• L'UE veut répartir les réfugiés

    le FIGARO

    La Commission européenne entend clarifier le tri des demandes de droit d'asile politique.

    L'Europe a une monnaie, un marché unique et un espace sans frontière de Marbella jusqu'à Tallinn. Elle s'apprête à choisir un seul visage pour sa présidence. Mais, sur la question des réfugiés, le beau miroir se brise en vingt-sept morceaux. Dix ans après les premières avancées vers une règle du jeu commune, les juristes parlent de la «loterie du droit d'asile» dans l'UE. L'ONU et son Haut-Commissariat dénoncent des disparités criantes.
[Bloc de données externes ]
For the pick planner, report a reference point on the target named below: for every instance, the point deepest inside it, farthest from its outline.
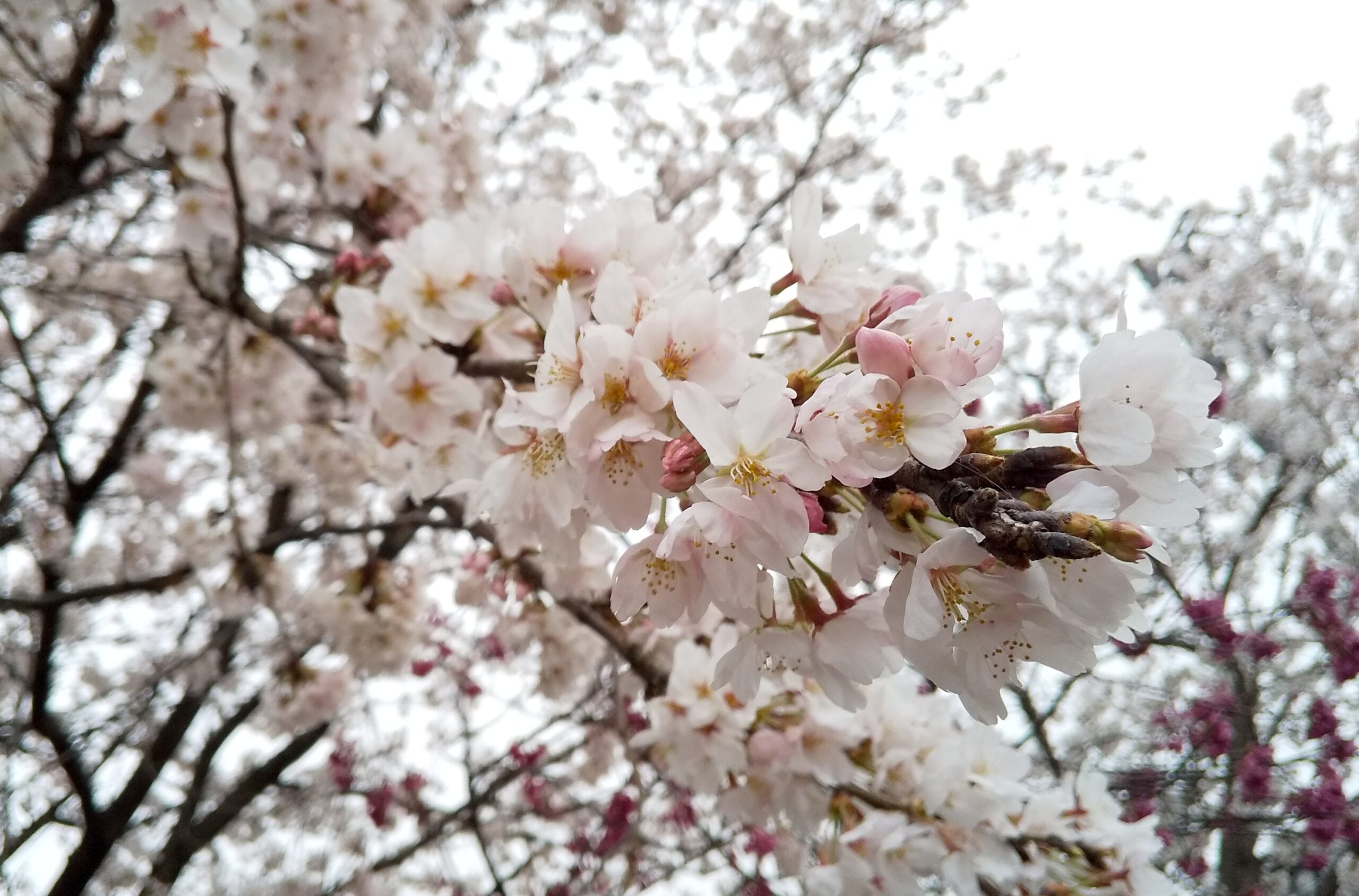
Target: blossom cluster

    Les statistiques suffisent, à l'heure où l'Europe consacre fièrement l'asile dans l'article 18 de sa charte des droits fondamentaux. Un Tchétchène parvenu au cœur de l'Europe a 63 % de chances de décrocher le précieux statut en Autriche ; et rigoureusement aucune dans la Slovaquie voisine. Tous les espoirs sont permis à un Somalien débarqué à Malte, mais il ferait mieux d'éviter les côtes grecques. Et pour cause : les 400 000 Maltais ont accordé leur protection à 1 405 réfugiés l'an dernier, quand les 11 millions d'Hellènes n'ouvraient leur porte qu'à 375 d'entre eux.

     

    Préserver le pouvoir de décision des États

     

    Les naufrages de réfugiés en Méditerranée et de scandaleuses conditions de détention des clandestins ajoutent au malaise. L'explosion de l'immigration depuis dix ans et la panne de croissance nuisent à la sérénité du débat. Résultat : l'asile et sa gestion sont une tache noire sur l'image de l'UE. Sur 121 000 demandes de réinstallations soumises par le HCR de l'ONU en 2008, les Européens ont accepté 4 378 prises en charge, contre plus de 60 000 aux États-Unis.
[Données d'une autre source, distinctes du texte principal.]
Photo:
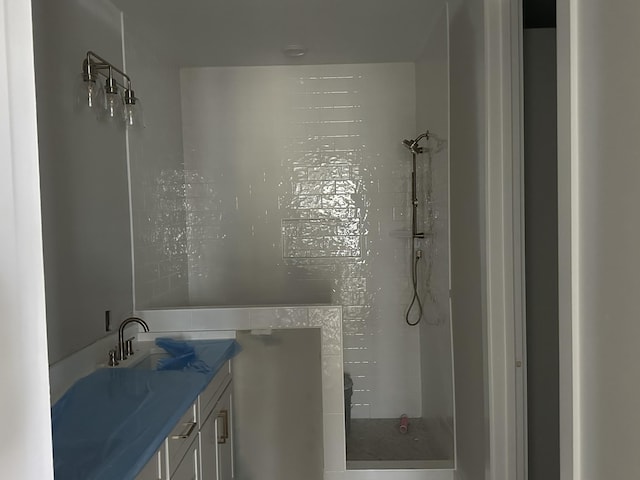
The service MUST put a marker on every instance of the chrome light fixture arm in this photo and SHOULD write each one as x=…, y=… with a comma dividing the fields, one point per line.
x=94, y=66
    «Le demandeur d'asile risque de devenir le bouc émissaire de la crise», s'inquiète Jacques Barrot, responsable européen du dossier. Le vice-président sortant de la Commission veut changer la donne avant de tirer sa révérence. Il présente aujourd'hui deux directives qui aideront l'Europe à retrouver, dit-il, la dignité de sa tradition d'accueil. Si le Parlement l'accepte et si, obstacle plus difficile à surmonter, les Vingt-Sept en sont d'accord.
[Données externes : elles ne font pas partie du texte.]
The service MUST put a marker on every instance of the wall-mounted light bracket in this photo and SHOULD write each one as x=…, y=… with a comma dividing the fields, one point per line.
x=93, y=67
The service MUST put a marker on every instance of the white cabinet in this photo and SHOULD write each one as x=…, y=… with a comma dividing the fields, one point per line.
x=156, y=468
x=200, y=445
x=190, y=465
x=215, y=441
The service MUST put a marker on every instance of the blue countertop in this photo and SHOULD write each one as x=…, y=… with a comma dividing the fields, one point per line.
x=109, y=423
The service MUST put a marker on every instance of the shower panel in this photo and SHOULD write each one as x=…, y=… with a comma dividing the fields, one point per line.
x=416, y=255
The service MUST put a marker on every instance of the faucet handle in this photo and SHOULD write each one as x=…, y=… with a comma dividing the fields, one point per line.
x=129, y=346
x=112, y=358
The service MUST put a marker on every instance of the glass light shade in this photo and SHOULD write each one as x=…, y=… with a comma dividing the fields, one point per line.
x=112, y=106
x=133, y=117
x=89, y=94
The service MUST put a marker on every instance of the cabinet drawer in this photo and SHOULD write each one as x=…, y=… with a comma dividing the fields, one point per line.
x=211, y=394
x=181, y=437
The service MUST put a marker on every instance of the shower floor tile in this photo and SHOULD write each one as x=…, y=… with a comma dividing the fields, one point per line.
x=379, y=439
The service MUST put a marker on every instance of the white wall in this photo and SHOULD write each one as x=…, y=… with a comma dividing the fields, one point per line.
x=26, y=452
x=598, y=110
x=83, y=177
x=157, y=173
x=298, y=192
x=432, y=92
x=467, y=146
    Qui doit bénéficier du droit d'asile ? Il ne s'agit pas, pour l'UE, de s'emparer du pouvoir de chacun des vingt-sept États, qui garde seul le pouvoir de décision. Il ne s'agit pas non plus d'ouvrir plus grand les portes. Mais de débroussailler le maquis, de fixer un cap européen et de hâter les procédures. «L'efficacité est la clef, dit-on à la Commission. C'est dans l'à-peu-près, la cacophonie des textes et des délais d'instruction élastiques que se faufilent les passeurs et les trafiquants.»

    Le premier texte cherche à harmoniser le tri, en faveur des candidats à l'asile qui ont vraiment besoin d'une protection. À l'inverse, la crédibilité du système impose de renvoyer chez eux sans faillir ceux qui ne passent pas la rampe, et qui représentent plus de 70 % des dossiers instruits dans l'UE. Les ressortissants de pays réputés «sûrs», comme le Maroc, ne pourront plus se prévaloir du droit d'asile. Bruxelles introduit aussi une procédure qui conduit à l'expulsion accélérée dans six cas, dont la fausse déclaration d'identité.

     

    Accélérer les procédures

     

    La seconde directive instaure un cheminement unique dans l'examen des demandes, avec un délai maximum de réponse de six mois. Certains pays font déjà mieux, comme la France. D'autres, comme la Grèce, beaucoup moins bien. Le texte balise précisément le parcours : cela va du premier contact du demandeur d'asile avec la police jusqu'à la révision judiciaire des décisions prises.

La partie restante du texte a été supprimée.